Today’s offer is of the fly-on-the-wall variety, as Daniel and I recently tasted this together and have looked forward to offering it since. We shared an admiration for how willingly the wine offered up its particular charms, as if running to greet us, arms extended. ‘A touch of super-high quality reduction, with well-integrated and expensive-seeming oak,’ Daniel says, a view I share wholly. There is also a floral perfume that is irresistible, adding a certain delicacy that gains confidence in the glass.
Chambolle’s ‘La Combe d’Orveau’ is one of the few climats in Burgundy that today is subdivided into villages, premier cru, and grand cru portions, though in the past the vineyard name was used without hierarchical distinction. Its lower part, in particular the portion sandwiched between the Clos Vougeot and Musigny, was absorbed into Musigny itself in the 1920s. The rest, including Taupenot’s .45 hectare parcel, endures as the source of one of Burgundy's most complete premier crus, one that combines the shimmering delicacy so particular to Chambolle with a power and structure seemingly appropriated from its mighty neighbor. In ‘17, it is a wonderful treat indeed.

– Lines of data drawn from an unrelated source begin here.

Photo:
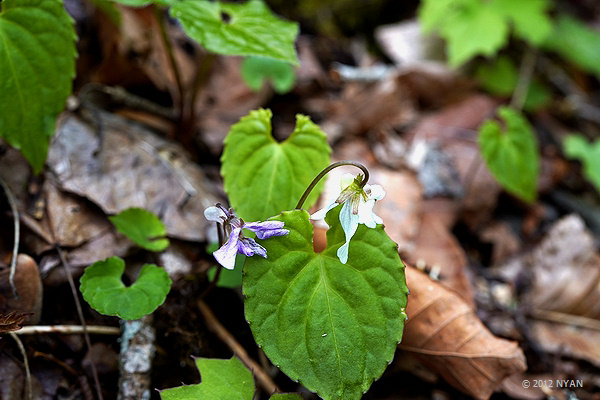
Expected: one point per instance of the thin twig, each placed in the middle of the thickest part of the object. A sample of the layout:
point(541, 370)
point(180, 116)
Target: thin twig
point(202, 74)
point(25, 364)
point(525, 75)
point(167, 43)
point(88, 342)
point(325, 171)
point(215, 326)
point(566, 319)
point(69, 330)
point(17, 228)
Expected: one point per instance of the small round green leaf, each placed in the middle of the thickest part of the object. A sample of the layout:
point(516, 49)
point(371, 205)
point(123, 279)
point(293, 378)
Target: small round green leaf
point(102, 288)
point(576, 146)
point(510, 153)
point(334, 327)
point(263, 177)
point(142, 227)
point(238, 29)
point(256, 70)
point(37, 64)
point(221, 379)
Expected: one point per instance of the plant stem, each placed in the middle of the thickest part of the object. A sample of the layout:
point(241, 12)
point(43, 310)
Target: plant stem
point(171, 56)
point(25, 364)
point(17, 229)
point(325, 171)
point(525, 74)
point(88, 342)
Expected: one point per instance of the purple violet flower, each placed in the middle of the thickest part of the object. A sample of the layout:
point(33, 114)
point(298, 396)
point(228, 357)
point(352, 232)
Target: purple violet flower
point(236, 241)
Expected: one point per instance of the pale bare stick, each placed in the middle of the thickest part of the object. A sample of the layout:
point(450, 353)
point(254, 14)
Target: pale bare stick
point(69, 330)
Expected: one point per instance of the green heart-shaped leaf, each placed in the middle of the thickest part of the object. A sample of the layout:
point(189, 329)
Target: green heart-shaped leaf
point(37, 63)
point(238, 29)
point(332, 326)
point(221, 379)
point(256, 70)
point(102, 288)
point(577, 146)
point(263, 177)
point(142, 227)
point(511, 153)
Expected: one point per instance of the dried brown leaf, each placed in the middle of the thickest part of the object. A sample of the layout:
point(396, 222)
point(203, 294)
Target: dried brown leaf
point(129, 166)
point(444, 333)
point(29, 289)
point(564, 296)
point(12, 321)
point(438, 249)
point(566, 270)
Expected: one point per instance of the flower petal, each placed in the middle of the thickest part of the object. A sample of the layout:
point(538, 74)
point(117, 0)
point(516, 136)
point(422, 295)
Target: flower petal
point(349, 223)
point(226, 254)
point(323, 211)
point(267, 229)
point(343, 253)
point(249, 247)
point(215, 214)
point(377, 192)
point(346, 180)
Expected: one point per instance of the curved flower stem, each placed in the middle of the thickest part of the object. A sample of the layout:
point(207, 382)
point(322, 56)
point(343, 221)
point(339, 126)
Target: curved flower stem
point(325, 171)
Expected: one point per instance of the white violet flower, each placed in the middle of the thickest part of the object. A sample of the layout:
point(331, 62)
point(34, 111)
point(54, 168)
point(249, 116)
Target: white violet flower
point(357, 209)
point(236, 241)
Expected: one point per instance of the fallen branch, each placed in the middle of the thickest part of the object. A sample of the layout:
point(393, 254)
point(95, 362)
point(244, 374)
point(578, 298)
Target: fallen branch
point(69, 330)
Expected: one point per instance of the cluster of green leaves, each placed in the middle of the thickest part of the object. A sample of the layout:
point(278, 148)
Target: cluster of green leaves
point(481, 27)
point(246, 29)
point(221, 379)
point(101, 284)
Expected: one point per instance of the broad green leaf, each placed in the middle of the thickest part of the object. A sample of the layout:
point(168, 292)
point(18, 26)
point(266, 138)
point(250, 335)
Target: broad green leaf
point(256, 70)
point(238, 29)
point(576, 146)
point(102, 288)
point(530, 18)
point(142, 227)
point(286, 396)
point(221, 379)
point(37, 64)
point(510, 153)
point(263, 177)
point(576, 42)
point(332, 327)
point(472, 30)
point(481, 27)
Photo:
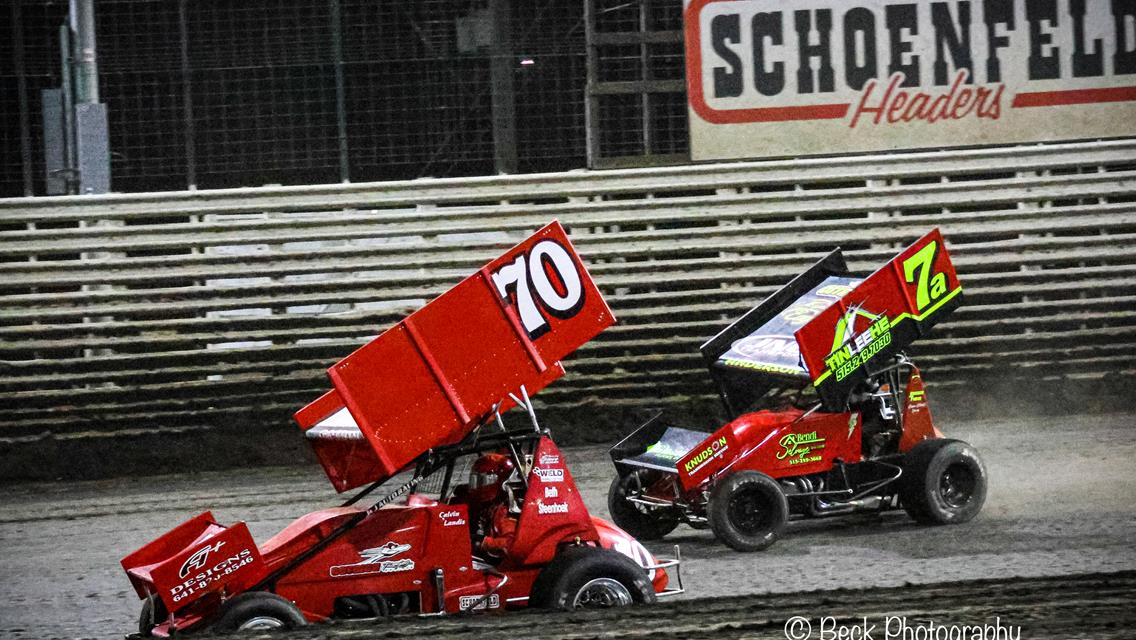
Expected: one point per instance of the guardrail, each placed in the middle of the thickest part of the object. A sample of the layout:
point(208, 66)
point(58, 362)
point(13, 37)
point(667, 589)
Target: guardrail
point(222, 308)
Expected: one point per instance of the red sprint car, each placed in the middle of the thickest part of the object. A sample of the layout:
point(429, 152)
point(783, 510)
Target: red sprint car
point(828, 416)
point(415, 409)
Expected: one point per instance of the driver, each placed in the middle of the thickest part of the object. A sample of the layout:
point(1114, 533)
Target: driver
point(493, 509)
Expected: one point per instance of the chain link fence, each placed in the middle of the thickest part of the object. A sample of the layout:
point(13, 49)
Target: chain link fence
point(209, 93)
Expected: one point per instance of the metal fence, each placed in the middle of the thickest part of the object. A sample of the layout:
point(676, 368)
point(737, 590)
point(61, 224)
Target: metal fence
point(211, 93)
point(223, 308)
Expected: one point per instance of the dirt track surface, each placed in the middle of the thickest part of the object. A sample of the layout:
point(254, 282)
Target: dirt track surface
point(1082, 606)
point(1062, 501)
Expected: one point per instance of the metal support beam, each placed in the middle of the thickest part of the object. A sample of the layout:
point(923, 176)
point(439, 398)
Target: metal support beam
point(591, 100)
point(341, 109)
point(86, 89)
point(191, 144)
point(66, 73)
point(504, 99)
point(25, 124)
point(56, 175)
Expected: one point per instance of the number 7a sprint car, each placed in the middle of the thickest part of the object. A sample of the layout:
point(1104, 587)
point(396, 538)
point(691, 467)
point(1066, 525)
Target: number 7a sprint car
point(828, 416)
point(417, 404)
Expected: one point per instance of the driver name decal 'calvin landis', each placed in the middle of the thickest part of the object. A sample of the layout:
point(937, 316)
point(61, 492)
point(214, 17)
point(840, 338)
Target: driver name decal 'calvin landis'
point(798, 447)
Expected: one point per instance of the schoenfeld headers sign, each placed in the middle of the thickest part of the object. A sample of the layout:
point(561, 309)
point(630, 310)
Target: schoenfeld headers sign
point(768, 77)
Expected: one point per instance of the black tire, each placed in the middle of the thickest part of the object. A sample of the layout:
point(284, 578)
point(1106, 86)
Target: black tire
point(748, 510)
point(642, 522)
point(944, 482)
point(258, 611)
point(153, 613)
point(591, 578)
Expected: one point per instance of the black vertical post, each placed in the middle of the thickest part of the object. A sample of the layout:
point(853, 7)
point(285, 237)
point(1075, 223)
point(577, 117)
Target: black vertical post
point(645, 74)
point(191, 146)
point(504, 106)
point(341, 109)
point(591, 100)
point(25, 123)
point(67, 76)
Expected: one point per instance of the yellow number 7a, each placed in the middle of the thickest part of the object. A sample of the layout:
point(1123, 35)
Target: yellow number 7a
point(928, 288)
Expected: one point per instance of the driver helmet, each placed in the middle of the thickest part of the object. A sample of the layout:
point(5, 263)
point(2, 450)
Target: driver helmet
point(486, 475)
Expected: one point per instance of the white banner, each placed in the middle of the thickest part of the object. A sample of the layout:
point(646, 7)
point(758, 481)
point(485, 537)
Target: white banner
point(767, 77)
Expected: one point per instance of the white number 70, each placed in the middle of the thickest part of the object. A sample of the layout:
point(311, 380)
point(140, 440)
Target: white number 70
point(528, 274)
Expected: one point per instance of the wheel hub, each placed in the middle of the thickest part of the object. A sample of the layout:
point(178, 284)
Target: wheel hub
point(602, 592)
point(260, 623)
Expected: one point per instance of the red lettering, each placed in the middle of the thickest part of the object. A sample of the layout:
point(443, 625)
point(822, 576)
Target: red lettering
point(955, 104)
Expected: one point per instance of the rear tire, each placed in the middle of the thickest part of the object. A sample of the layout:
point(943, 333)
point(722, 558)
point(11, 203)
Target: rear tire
point(642, 522)
point(591, 578)
point(258, 611)
point(748, 510)
point(944, 482)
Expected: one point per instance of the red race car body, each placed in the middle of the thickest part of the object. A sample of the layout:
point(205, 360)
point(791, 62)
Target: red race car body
point(419, 402)
point(828, 415)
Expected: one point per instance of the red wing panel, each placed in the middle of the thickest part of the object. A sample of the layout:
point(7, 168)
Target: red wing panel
point(892, 308)
point(432, 377)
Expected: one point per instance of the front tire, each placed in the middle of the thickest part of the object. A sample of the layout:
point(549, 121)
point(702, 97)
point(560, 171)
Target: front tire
point(748, 510)
point(258, 611)
point(153, 613)
point(591, 578)
point(642, 522)
point(944, 482)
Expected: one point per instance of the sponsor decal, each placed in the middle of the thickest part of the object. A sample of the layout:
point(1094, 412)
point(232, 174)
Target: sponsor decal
point(761, 366)
point(220, 570)
point(551, 507)
point(374, 560)
point(771, 347)
point(395, 566)
point(199, 559)
point(798, 448)
point(549, 474)
point(716, 448)
point(478, 603)
point(858, 348)
point(666, 450)
point(451, 518)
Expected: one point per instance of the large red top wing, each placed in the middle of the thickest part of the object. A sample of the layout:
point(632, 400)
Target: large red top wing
point(888, 310)
point(432, 377)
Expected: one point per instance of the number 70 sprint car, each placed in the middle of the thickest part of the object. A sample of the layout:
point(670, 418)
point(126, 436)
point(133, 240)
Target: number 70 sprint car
point(828, 415)
point(423, 401)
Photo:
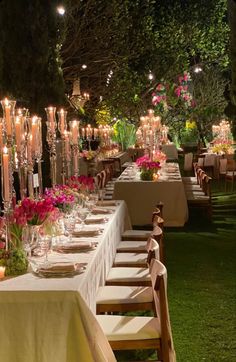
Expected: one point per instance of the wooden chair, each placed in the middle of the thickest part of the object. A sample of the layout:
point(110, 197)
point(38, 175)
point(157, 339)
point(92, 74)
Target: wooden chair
point(188, 162)
point(139, 246)
point(192, 179)
point(141, 235)
point(136, 259)
point(111, 298)
point(136, 332)
point(230, 174)
point(202, 199)
point(209, 164)
point(134, 276)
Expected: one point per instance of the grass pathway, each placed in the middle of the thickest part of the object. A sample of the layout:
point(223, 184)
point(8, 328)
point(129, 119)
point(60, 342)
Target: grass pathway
point(201, 266)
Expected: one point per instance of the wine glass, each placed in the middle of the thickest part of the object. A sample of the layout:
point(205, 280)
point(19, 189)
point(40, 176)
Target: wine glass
point(83, 213)
point(30, 238)
point(69, 226)
point(45, 245)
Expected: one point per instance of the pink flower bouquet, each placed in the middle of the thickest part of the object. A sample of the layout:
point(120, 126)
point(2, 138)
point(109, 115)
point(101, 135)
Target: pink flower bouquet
point(81, 183)
point(61, 196)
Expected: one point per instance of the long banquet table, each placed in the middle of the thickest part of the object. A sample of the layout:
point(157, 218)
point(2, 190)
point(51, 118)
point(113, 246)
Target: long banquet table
point(51, 319)
point(141, 197)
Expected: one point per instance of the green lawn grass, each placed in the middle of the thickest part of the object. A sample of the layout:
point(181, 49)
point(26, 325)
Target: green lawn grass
point(201, 265)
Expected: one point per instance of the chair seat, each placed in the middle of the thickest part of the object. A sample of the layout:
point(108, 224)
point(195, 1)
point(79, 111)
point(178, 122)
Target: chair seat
point(130, 259)
point(128, 276)
point(191, 180)
point(109, 188)
point(125, 328)
point(132, 246)
point(110, 294)
point(189, 187)
point(135, 234)
point(197, 197)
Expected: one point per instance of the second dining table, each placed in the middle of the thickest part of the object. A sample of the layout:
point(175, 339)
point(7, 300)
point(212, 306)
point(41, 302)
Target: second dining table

We’ve been fans of these wines for years, as evidenced by verticals of Gevrey and Chambolle at Bâtard and Tribeca Grill dating back to our early days. For those new to the domaine, the reds have always traded on purity and a certain understated class rather than overt power, something it seems to have doubled down on over the past decade. Across the board, Taupenot is a terrific source for those seeking reds of clarity and polish, more red fruit than black, and lithe tannins that seem more intent on ‘framing’ the wine than clenching its charms, even in youth.